5 Challenges and opportunities
In view of the various advantages of Ni-N-C electrocatalyst, such as low cost, excellent performance, strong stability, high selectivity, etc., Ni-N-C material has been focused by more and more researchers in the ECR field. The rapid development of ECR technology shows more possibilities and hopes. Although a considerable part of Ni-N-C electrocatalysts with remarkable performance have been synthesized, the catalytic performance has not reached the expectation in the practical application, because there are still some difficulties and challenges to be overcome:
(i) Low hydrocarbon products. Hydrocarbon products have higher energy storage capacity and chemical applications. Although Ni-N-C materials possess the almost 100% CO selectivity, no low hydrocarbon products are generated due to the active desorption of *CO intermediate at the isolated active site limiting the further reduction of CO2. The introduction of other metals with high hydrocarbon selectivity (Cu, Mn, etc.) to develop the synergistic bimetallic/polymetallic electrocatalysts, may be currently the most effective way to improve the selectivity of hydrocarbon products.

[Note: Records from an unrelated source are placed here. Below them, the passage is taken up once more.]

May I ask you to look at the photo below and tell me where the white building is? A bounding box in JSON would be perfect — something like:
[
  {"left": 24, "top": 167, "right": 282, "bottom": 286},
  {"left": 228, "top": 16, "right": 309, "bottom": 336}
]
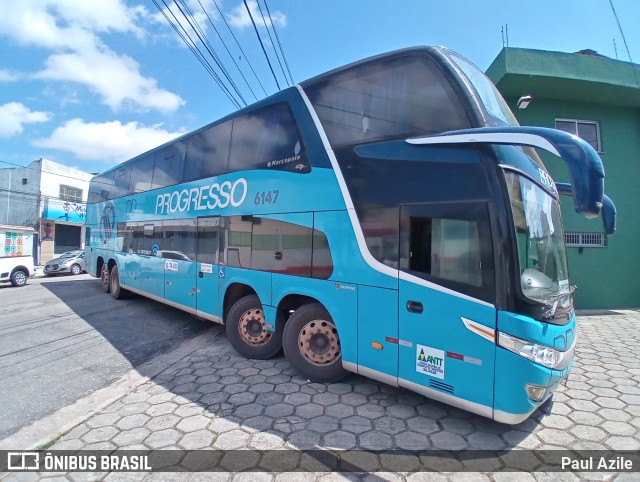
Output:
[{"left": 0, "top": 159, "right": 93, "bottom": 264}]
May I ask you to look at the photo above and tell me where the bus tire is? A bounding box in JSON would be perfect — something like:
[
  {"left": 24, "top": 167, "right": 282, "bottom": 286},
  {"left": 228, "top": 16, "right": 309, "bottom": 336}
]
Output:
[
  {"left": 109, "top": 264, "right": 125, "bottom": 300},
  {"left": 100, "top": 263, "right": 111, "bottom": 293},
  {"left": 282, "top": 303, "right": 348, "bottom": 383},
  {"left": 225, "top": 295, "right": 282, "bottom": 360}
]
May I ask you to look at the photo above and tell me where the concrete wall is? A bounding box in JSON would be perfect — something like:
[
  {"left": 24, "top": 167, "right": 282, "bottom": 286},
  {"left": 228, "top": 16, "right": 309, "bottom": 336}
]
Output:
[
  {"left": 0, "top": 161, "right": 40, "bottom": 226},
  {"left": 507, "top": 98, "right": 640, "bottom": 309}
]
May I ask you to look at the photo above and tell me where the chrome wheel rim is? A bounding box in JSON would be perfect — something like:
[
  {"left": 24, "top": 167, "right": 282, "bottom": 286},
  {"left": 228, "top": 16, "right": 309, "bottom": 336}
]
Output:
[
  {"left": 238, "top": 308, "right": 271, "bottom": 346},
  {"left": 298, "top": 320, "right": 341, "bottom": 366}
]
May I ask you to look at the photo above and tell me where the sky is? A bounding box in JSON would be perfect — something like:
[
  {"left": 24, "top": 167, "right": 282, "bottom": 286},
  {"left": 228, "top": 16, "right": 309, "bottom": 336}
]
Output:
[{"left": 0, "top": 0, "right": 640, "bottom": 172}]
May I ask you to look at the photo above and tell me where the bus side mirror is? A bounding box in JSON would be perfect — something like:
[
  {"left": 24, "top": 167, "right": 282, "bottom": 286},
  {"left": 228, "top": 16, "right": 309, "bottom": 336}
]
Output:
[
  {"left": 406, "top": 126, "right": 604, "bottom": 218},
  {"left": 556, "top": 182, "right": 617, "bottom": 234}
]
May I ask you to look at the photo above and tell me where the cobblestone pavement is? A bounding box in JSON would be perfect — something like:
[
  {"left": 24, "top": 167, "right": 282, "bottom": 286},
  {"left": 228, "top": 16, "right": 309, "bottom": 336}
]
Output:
[{"left": 6, "top": 310, "right": 640, "bottom": 482}]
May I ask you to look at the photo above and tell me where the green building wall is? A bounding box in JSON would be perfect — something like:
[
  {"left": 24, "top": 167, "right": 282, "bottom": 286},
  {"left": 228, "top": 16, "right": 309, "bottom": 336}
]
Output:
[{"left": 487, "top": 49, "right": 640, "bottom": 309}]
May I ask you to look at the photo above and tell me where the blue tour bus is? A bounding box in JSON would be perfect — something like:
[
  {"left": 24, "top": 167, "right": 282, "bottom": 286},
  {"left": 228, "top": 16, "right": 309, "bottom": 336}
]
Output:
[{"left": 86, "top": 47, "right": 615, "bottom": 424}]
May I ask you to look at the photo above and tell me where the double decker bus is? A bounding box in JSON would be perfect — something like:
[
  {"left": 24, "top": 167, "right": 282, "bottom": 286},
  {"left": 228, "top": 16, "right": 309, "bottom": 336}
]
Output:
[{"left": 86, "top": 47, "right": 613, "bottom": 424}]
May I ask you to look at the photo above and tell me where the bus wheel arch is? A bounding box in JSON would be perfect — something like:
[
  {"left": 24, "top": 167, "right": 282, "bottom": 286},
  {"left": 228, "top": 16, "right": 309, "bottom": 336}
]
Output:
[
  {"left": 225, "top": 290, "right": 283, "bottom": 360},
  {"left": 279, "top": 300, "right": 348, "bottom": 383}
]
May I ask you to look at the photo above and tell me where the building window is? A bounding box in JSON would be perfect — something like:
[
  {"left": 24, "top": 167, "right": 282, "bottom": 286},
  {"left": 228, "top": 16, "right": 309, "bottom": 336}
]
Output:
[
  {"left": 564, "top": 232, "right": 607, "bottom": 248},
  {"left": 60, "top": 184, "right": 82, "bottom": 202},
  {"left": 556, "top": 119, "right": 602, "bottom": 152}
]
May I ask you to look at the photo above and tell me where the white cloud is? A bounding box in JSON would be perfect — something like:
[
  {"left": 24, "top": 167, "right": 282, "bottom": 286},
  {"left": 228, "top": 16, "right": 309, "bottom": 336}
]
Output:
[
  {"left": 0, "top": 102, "right": 51, "bottom": 138},
  {"left": 35, "top": 49, "right": 185, "bottom": 112},
  {"left": 0, "top": 69, "right": 21, "bottom": 82},
  {"left": 227, "top": 0, "right": 287, "bottom": 28},
  {"left": 0, "top": 0, "right": 184, "bottom": 112},
  {"left": 33, "top": 119, "right": 184, "bottom": 164},
  {"left": 0, "top": 0, "right": 143, "bottom": 49}
]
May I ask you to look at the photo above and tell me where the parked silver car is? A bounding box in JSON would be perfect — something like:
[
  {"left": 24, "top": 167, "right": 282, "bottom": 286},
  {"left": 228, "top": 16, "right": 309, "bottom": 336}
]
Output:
[{"left": 44, "top": 249, "right": 87, "bottom": 276}]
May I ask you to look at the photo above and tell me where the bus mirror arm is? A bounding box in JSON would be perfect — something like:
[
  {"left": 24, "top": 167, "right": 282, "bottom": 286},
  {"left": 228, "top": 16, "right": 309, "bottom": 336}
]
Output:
[
  {"left": 406, "top": 126, "right": 604, "bottom": 218},
  {"left": 556, "top": 182, "right": 617, "bottom": 234}
]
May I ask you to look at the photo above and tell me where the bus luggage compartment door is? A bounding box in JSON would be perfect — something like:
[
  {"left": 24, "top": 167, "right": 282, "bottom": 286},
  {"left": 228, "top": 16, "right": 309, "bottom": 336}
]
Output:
[
  {"left": 398, "top": 202, "right": 496, "bottom": 417},
  {"left": 196, "top": 216, "right": 222, "bottom": 319}
]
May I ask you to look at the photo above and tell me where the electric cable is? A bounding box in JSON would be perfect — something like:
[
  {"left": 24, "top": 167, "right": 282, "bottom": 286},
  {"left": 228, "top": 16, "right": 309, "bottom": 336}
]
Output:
[
  {"left": 198, "top": 0, "right": 258, "bottom": 101},
  {"left": 256, "top": 0, "right": 290, "bottom": 86},
  {"left": 264, "top": 0, "right": 296, "bottom": 85},
  {"left": 212, "top": 0, "right": 268, "bottom": 95},
  {"left": 242, "top": 0, "right": 281, "bottom": 90},
  {"left": 173, "top": 0, "right": 247, "bottom": 106}
]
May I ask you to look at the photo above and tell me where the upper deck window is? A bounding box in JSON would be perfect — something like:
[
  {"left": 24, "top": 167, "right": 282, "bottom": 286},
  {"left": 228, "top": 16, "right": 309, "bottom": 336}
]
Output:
[
  {"left": 305, "top": 56, "right": 471, "bottom": 147},
  {"left": 449, "top": 52, "right": 518, "bottom": 126}
]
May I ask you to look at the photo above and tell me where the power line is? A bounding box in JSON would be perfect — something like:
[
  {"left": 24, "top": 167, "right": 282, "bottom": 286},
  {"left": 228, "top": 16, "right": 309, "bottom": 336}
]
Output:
[
  {"left": 173, "top": 0, "right": 247, "bottom": 106},
  {"left": 152, "top": 0, "right": 240, "bottom": 109},
  {"left": 198, "top": 0, "right": 258, "bottom": 101},
  {"left": 609, "top": 0, "right": 640, "bottom": 87},
  {"left": 0, "top": 161, "right": 93, "bottom": 186},
  {"left": 256, "top": 0, "right": 290, "bottom": 86},
  {"left": 264, "top": 0, "right": 295, "bottom": 84},
  {"left": 212, "top": 0, "right": 268, "bottom": 95},
  {"left": 242, "top": 0, "right": 281, "bottom": 90}
]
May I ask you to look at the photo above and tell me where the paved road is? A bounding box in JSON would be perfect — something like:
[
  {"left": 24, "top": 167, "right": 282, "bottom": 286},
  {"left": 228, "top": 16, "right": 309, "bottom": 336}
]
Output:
[
  {"left": 0, "top": 275, "right": 212, "bottom": 439},
  {"left": 0, "top": 279, "right": 640, "bottom": 482}
]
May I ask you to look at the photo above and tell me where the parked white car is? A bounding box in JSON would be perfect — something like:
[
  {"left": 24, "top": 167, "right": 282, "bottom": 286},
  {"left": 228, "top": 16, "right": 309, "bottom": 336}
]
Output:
[
  {"left": 44, "top": 249, "right": 87, "bottom": 276},
  {"left": 0, "top": 255, "right": 34, "bottom": 286}
]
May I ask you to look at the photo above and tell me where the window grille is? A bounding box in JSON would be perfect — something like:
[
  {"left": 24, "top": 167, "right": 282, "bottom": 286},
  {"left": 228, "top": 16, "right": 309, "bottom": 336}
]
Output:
[
  {"left": 564, "top": 232, "right": 607, "bottom": 248},
  {"left": 556, "top": 119, "right": 602, "bottom": 152},
  {"left": 60, "top": 184, "right": 82, "bottom": 202}
]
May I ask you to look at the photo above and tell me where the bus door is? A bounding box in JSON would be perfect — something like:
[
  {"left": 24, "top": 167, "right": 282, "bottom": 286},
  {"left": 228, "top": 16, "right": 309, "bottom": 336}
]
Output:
[
  {"left": 398, "top": 202, "right": 496, "bottom": 416},
  {"left": 161, "top": 218, "right": 198, "bottom": 310},
  {"left": 118, "top": 222, "right": 142, "bottom": 290},
  {"left": 137, "top": 221, "right": 164, "bottom": 299},
  {"left": 196, "top": 216, "right": 222, "bottom": 318}
]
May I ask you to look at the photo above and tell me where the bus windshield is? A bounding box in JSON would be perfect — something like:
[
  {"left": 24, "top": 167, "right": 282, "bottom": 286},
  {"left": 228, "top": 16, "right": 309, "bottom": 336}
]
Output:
[
  {"left": 449, "top": 53, "right": 519, "bottom": 126},
  {"left": 505, "top": 172, "right": 570, "bottom": 305}
]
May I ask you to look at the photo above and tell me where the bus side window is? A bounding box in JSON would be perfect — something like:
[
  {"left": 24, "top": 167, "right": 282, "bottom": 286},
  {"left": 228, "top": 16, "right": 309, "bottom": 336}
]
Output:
[
  {"left": 182, "top": 121, "right": 233, "bottom": 182},
  {"left": 251, "top": 217, "right": 313, "bottom": 277},
  {"left": 311, "top": 229, "right": 333, "bottom": 279},
  {"left": 152, "top": 142, "right": 186, "bottom": 189},
  {"left": 158, "top": 218, "right": 196, "bottom": 261},
  {"left": 196, "top": 216, "right": 220, "bottom": 264},
  {"left": 129, "top": 154, "right": 155, "bottom": 193},
  {"left": 219, "top": 216, "right": 252, "bottom": 268},
  {"left": 400, "top": 203, "right": 495, "bottom": 302},
  {"left": 229, "top": 103, "right": 311, "bottom": 174}
]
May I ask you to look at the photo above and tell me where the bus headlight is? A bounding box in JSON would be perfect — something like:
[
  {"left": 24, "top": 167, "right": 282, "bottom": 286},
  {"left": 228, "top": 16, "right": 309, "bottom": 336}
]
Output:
[{"left": 498, "top": 332, "right": 576, "bottom": 370}]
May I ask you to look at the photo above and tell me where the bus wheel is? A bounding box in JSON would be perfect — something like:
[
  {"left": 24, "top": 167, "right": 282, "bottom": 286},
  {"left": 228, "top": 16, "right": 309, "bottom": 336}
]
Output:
[
  {"left": 100, "top": 263, "right": 111, "bottom": 293},
  {"left": 282, "top": 303, "right": 348, "bottom": 383},
  {"left": 226, "top": 295, "right": 282, "bottom": 360},
  {"left": 11, "top": 269, "right": 29, "bottom": 286},
  {"left": 109, "top": 264, "right": 124, "bottom": 300}
]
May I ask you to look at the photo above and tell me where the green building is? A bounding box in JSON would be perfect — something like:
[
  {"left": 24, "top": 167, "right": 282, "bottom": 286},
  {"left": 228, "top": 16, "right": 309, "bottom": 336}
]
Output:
[{"left": 487, "top": 48, "right": 640, "bottom": 309}]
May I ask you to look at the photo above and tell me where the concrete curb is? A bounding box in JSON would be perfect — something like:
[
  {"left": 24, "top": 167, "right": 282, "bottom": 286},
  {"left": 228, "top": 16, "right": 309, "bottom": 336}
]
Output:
[{"left": 0, "top": 326, "right": 223, "bottom": 450}]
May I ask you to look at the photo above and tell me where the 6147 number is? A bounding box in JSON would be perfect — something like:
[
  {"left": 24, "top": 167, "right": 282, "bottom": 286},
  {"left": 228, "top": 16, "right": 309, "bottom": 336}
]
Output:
[{"left": 253, "top": 189, "right": 280, "bottom": 205}]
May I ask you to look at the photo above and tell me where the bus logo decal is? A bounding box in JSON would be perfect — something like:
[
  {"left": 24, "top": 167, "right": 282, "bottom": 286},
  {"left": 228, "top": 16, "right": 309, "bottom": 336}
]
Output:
[
  {"left": 416, "top": 345, "right": 444, "bottom": 379},
  {"left": 156, "top": 177, "right": 248, "bottom": 214}
]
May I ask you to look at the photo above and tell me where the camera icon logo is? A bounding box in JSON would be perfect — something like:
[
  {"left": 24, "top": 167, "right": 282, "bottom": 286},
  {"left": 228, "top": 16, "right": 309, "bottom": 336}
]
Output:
[{"left": 7, "top": 452, "right": 40, "bottom": 470}]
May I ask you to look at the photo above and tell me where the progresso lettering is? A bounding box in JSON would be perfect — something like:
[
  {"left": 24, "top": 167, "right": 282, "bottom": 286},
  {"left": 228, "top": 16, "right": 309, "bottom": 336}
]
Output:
[{"left": 156, "top": 178, "right": 248, "bottom": 214}]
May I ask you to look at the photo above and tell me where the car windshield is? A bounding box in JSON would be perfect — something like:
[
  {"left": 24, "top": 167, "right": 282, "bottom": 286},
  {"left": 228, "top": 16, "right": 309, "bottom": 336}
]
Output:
[
  {"left": 505, "top": 171, "right": 570, "bottom": 305},
  {"left": 59, "top": 251, "right": 82, "bottom": 258}
]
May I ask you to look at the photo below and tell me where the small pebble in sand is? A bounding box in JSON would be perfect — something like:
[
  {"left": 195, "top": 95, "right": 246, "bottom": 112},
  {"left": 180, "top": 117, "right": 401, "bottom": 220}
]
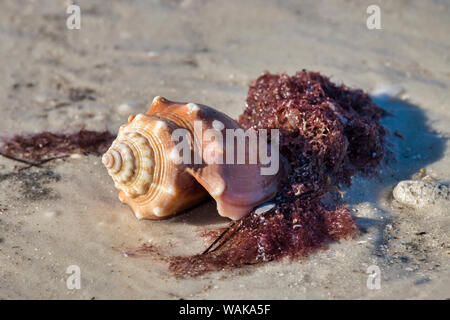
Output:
[
  {"left": 44, "top": 210, "right": 59, "bottom": 218},
  {"left": 255, "top": 202, "right": 275, "bottom": 214},
  {"left": 392, "top": 180, "right": 450, "bottom": 209}
]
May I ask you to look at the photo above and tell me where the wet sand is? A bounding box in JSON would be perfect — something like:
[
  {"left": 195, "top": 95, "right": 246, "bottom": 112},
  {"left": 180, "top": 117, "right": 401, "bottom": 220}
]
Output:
[{"left": 0, "top": 0, "right": 450, "bottom": 299}]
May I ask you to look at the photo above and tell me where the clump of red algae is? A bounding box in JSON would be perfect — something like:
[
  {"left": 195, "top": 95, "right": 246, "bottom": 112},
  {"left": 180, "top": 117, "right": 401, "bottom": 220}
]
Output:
[
  {"left": 0, "top": 130, "right": 115, "bottom": 163},
  {"left": 160, "top": 70, "right": 387, "bottom": 276}
]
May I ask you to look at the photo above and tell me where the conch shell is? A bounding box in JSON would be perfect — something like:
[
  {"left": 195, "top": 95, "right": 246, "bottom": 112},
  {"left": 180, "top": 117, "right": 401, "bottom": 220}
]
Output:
[{"left": 102, "top": 97, "right": 286, "bottom": 220}]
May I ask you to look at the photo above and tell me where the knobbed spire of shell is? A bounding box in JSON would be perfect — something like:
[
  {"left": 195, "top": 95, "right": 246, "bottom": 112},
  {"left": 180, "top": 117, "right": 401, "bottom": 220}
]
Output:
[
  {"left": 102, "top": 127, "right": 154, "bottom": 198},
  {"left": 102, "top": 97, "right": 286, "bottom": 219}
]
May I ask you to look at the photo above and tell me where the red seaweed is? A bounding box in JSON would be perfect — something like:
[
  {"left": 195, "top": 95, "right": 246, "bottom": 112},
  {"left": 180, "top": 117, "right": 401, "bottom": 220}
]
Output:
[
  {"left": 0, "top": 130, "right": 115, "bottom": 164},
  {"left": 166, "top": 70, "right": 386, "bottom": 276}
]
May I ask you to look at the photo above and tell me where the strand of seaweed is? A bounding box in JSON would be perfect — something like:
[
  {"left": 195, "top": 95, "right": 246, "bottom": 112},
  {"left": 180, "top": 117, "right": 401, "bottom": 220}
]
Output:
[
  {"left": 0, "top": 130, "right": 115, "bottom": 170},
  {"left": 122, "top": 70, "right": 387, "bottom": 276}
]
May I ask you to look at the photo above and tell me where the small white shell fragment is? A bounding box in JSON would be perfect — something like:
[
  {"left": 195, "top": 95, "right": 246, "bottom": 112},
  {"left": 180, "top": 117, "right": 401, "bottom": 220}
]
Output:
[
  {"left": 255, "top": 202, "right": 275, "bottom": 215},
  {"left": 147, "top": 51, "right": 159, "bottom": 58},
  {"left": 392, "top": 180, "right": 450, "bottom": 209}
]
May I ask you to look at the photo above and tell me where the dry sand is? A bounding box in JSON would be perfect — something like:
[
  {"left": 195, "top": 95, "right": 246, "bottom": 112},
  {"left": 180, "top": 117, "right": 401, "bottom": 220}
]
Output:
[{"left": 0, "top": 0, "right": 450, "bottom": 299}]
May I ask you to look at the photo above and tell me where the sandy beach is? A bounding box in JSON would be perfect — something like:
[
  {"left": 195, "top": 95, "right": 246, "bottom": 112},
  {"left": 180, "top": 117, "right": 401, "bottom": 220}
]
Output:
[{"left": 0, "top": 0, "right": 450, "bottom": 299}]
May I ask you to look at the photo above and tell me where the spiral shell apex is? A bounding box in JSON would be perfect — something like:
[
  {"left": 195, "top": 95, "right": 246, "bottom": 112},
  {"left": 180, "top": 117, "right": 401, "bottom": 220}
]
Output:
[{"left": 102, "top": 97, "right": 285, "bottom": 219}]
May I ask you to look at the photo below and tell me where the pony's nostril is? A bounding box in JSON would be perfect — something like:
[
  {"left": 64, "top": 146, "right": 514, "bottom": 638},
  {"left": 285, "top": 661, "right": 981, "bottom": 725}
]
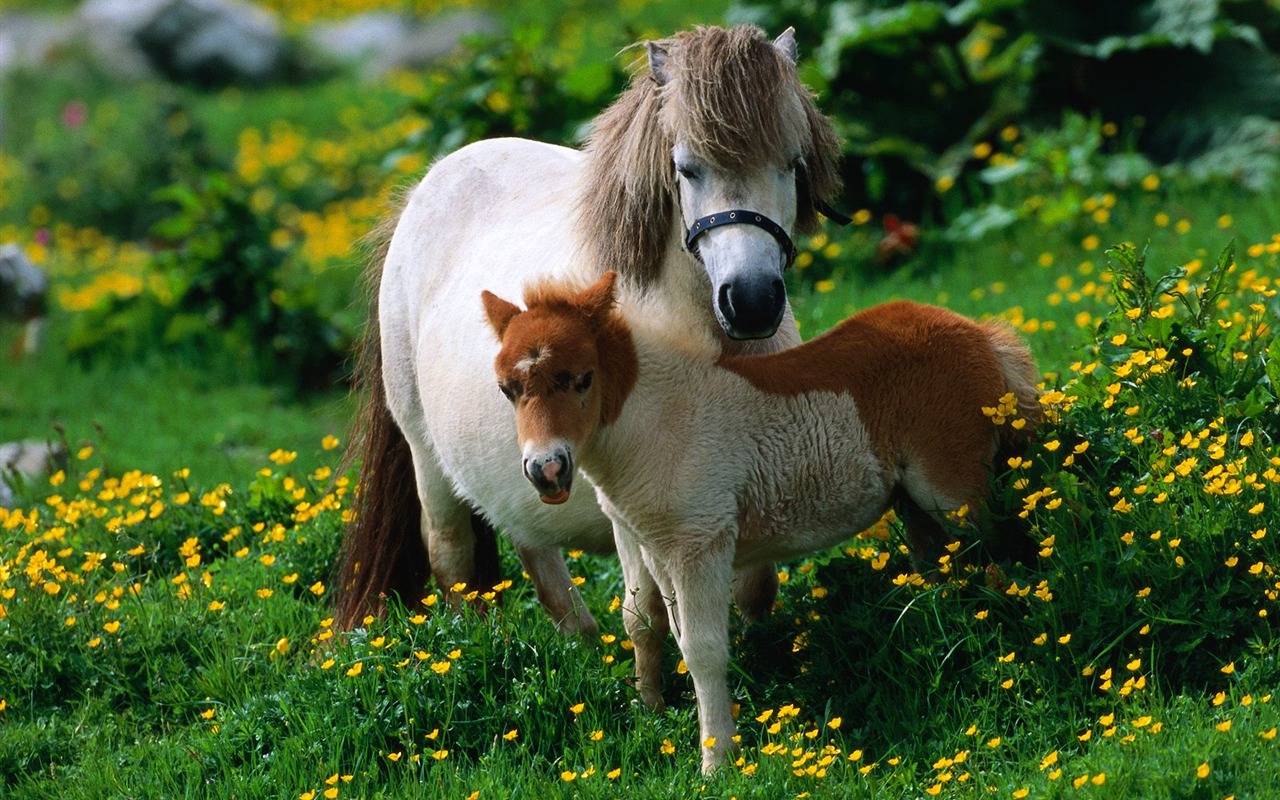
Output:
[
  {"left": 716, "top": 283, "right": 733, "bottom": 320},
  {"left": 543, "top": 456, "right": 563, "bottom": 483}
]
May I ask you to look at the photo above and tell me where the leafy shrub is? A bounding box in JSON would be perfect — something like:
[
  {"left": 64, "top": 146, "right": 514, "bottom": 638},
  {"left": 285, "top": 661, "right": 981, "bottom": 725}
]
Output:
[
  {"left": 732, "top": 0, "right": 1280, "bottom": 219},
  {"left": 68, "top": 172, "right": 353, "bottom": 388},
  {"left": 0, "top": 58, "right": 212, "bottom": 238},
  {"left": 394, "top": 28, "right": 626, "bottom": 155}
]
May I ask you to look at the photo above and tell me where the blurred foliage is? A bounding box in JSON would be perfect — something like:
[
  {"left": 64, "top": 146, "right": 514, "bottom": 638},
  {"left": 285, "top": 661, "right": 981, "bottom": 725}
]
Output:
[
  {"left": 68, "top": 172, "right": 353, "bottom": 388},
  {"left": 394, "top": 28, "right": 626, "bottom": 155},
  {"left": 730, "top": 0, "right": 1280, "bottom": 219}
]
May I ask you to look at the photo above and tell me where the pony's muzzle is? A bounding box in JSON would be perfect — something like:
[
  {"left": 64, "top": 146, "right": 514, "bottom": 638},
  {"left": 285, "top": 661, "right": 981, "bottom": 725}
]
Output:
[
  {"left": 716, "top": 278, "right": 787, "bottom": 339},
  {"left": 525, "top": 447, "right": 573, "bottom": 506}
]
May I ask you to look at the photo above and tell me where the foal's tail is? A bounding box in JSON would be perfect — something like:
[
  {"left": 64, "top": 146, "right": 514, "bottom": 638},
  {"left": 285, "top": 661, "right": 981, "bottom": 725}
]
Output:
[
  {"left": 983, "top": 320, "right": 1043, "bottom": 448},
  {"left": 334, "top": 312, "right": 431, "bottom": 630}
]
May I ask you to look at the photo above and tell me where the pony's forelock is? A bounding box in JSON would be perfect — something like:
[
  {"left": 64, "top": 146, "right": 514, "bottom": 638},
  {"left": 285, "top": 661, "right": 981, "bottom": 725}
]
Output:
[{"left": 577, "top": 26, "right": 840, "bottom": 287}]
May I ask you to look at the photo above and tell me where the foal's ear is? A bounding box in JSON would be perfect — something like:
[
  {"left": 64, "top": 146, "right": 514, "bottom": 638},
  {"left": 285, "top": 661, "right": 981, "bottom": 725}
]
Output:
[
  {"left": 773, "top": 28, "right": 800, "bottom": 64},
  {"left": 644, "top": 42, "right": 671, "bottom": 86},
  {"left": 480, "top": 289, "right": 520, "bottom": 339},
  {"left": 573, "top": 270, "right": 618, "bottom": 324}
]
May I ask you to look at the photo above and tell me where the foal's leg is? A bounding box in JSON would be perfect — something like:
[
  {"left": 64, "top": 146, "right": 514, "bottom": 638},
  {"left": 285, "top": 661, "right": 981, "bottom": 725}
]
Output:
[
  {"left": 613, "top": 529, "right": 669, "bottom": 710},
  {"left": 649, "top": 535, "right": 737, "bottom": 773},
  {"left": 516, "top": 544, "right": 600, "bottom": 636}
]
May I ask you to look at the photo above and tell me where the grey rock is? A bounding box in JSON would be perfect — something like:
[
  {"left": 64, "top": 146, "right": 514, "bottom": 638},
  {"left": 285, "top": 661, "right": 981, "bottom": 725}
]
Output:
[{"left": 0, "top": 439, "right": 67, "bottom": 508}]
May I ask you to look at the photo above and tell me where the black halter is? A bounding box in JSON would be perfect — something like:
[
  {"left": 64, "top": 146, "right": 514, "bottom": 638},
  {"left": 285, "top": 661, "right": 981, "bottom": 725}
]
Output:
[{"left": 685, "top": 209, "right": 796, "bottom": 269}]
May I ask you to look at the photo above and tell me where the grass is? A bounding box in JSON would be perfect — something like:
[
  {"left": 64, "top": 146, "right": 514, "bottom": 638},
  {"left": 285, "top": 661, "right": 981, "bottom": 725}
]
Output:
[{"left": 0, "top": 316, "right": 353, "bottom": 485}]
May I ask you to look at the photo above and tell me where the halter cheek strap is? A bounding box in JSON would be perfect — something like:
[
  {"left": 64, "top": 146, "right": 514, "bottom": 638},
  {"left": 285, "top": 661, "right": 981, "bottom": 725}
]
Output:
[{"left": 685, "top": 209, "right": 796, "bottom": 269}]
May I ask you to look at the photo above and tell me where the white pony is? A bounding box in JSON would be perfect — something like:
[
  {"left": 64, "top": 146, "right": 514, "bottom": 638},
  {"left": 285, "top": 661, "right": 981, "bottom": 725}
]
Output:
[
  {"left": 337, "top": 26, "right": 838, "bottom": 632},
  {"left": 483, "top": 274, "right": 1039, "bottom": 772}
]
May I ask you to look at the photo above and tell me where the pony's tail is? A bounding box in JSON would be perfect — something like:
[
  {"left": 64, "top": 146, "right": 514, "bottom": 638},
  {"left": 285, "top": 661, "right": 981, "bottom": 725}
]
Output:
[
  {"left": 334, "top": 321, "right": 431, "bottom": 630},
  {"left": 983, "top": 320, "right": 1043, "bottom": 449}
]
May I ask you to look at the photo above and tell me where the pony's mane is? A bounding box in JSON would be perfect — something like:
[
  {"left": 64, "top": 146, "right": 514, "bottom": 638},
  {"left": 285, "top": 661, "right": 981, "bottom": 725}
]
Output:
[{"left": 577, "top": 26, "right": 840, "bottom": 287}]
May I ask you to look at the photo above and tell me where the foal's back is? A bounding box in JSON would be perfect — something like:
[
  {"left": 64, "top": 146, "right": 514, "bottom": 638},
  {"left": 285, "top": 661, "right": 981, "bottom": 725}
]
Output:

(ii) Wide pH window. The environment of electrochemical reaction has obvious influence on the activity output. At present, ECR process is mostly performed in nearly neutral (bicarbonate) or alkaline (KOH) solution. However, the dissolved CO2 is easily converted into CO32-, which can reduce the reaction efficiency and cause the cross contamination with counter electrode. In contrast, acidic environment displays the obvious advantage of speeding up the reaction process and requiring low overpotential.[128,129] However, the low solubility of CO2 in acidic environment and the easy erosion of Ni SA/NPs reduce the electrode life. Most importantly, the abundant proton in strong acid electrolyte facilitates the hydrogen evolution process and is not conducive to the CO2reduction. Therefore, while it is necessary to improve the stability of the electrocatalysts, the working environment of the catalysts should also be adjusted to form a highly active and stable gas-liquid-solid three-phase interface microenvironment.
(iii) Self-supporting materials. Most M-N-C materials as powder form are attached to the electrode with the adhesive, which increases the reaction resistance and reduces the electron transport. It’s worth noting that the long-term testing will cause the power to fall off, resulting in catalyst deactivation. The self-supporting catalyst can effectively avoid the above problem due to the in-situ generating active components. Furthermore, the self-supporting electrode with abundant pores can accelerate the gas diffusion and the high-efficiency, large-scale and rapid catalytic reaction.
(iv) Reasonable mechanism illumination. Accurately controlling the reaction process is difficult due to the complex path of CO2 reduction reaction. The reaction process was usually tracked and via theoretical simulation and in-situ characterization technique. However, the composition and structural changes of Ni-N-C catalysts in detail (e.g., precise location and type of defects) cannot be expressed precisely, while the establishment of theoretical computational models is often based on idealized or incomplete conditions. Therefore, the catalytic active center, the intermediate species and the chemical evolution process should be determined by various channels, which is essential for scientific and systematic analysis and regulation of the intrinsic activity of catalysts.
(v) Industrialized application. The significance of industrial development over the potential energy conversion is self-evident. However, high overpotential, low current density, low CO2 conversion and complex reaction units hinder the practical ECR application. Therefore, this is inseparable from the collaborative progress of basic research and engineering research, to develop efficient and stable catalysts, as well as intelligent and large-scale reaction devices. Of course, the mass-produced electrochemical materials such as Ni-N-C, and the efficient separation of electrochemical products are worthy of further consideration.